'Let us stop ignoring reality': Pope Francis castigates Europe over migration crisis
Pope Francis has criticised some European countries for their handling of the migrant crisis, as he offered comfort to asylum seekers fleeing poverty and war.
Five years after his last visit to the Greek island of Lesbos, the pontiff said that little had changed since 2016, when it was at the heart of a massive wave of migration to Europe.
In November, 27 people, including a little girl, died when their inflatable dinghy sank in the Channel between France and the UK.
During his Sunday visit to the Mavrovouni camp, the pope said that Europe must stop building walls, stoking fears and shutting out “those in greater need who knock at our door.”
“I ask every man and woman, all of us, to overcome the paralysis of fear, the indifference that kills, the cynical disregard that nonchalantly condemns to death those on the fringes,” he said.
“Let us stop ignoring reality, stop constantly shifting responsibility, stop passing off the issue of migration to others, as if it mattered to no one and was only a pointless burden to be shouldered by somebody else.” He went on to denounce that the Mediterranean Sea had become a vast cemetery where smuggling boats packed with desperate people too often sink.
The head of the Catholic church was speaking at a temporary camp housing about 2,000 asylum-seekers, which replaced the overcrowded Moria camp that was destroyed in fires last year.
His five-day trip to Cyprus and Greece has been dominated by the topic of migration and his call for European countries to show greater solidarity with those in need.

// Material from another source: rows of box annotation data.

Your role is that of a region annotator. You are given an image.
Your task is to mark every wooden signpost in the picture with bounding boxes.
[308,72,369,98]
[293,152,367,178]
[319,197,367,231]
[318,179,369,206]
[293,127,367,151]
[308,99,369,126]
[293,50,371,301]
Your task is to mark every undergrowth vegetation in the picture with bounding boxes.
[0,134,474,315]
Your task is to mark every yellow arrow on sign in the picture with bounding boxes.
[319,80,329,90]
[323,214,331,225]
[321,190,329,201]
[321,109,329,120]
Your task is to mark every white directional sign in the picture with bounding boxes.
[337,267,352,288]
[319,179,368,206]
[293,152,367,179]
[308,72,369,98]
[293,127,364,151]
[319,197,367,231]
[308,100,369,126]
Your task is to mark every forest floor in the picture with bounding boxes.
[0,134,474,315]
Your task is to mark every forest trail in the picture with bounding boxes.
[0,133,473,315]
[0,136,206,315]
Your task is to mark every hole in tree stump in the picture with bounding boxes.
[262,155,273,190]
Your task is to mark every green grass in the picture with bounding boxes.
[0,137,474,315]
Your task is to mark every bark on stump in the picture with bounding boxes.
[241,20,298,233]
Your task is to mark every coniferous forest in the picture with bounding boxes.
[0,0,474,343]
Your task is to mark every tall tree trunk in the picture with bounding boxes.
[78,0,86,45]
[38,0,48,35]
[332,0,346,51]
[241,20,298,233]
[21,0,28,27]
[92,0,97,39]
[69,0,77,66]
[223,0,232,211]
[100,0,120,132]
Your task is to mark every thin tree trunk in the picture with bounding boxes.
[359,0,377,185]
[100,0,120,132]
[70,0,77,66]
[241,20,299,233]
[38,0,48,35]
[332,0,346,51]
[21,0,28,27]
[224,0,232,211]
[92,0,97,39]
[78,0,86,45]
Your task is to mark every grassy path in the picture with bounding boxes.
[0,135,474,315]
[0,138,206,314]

Sitting before him in a tent at the water’s edge was Greek President Katerina Sakellaropoulou, EU Commission Vice Presidet Margaritis Schinas and would-be refugees from Afghanistan, Iraq and Congo, among other countries.
More than 1 million people, many fleeing war in Iraq and Syria, crossed from Turkey into Greece during 2015 and 2016, with Lesbos the busiest Greek crossing point.
Greece has recently built a steel wall along a section of the Greek-Turkish land border and is intercepting boats transporting migrants from the Turkish side.
It denies allegations that it is carrying out summary deportations of migrants reaching Greek territory but human rights groups say numerous such pushbacks have occurred.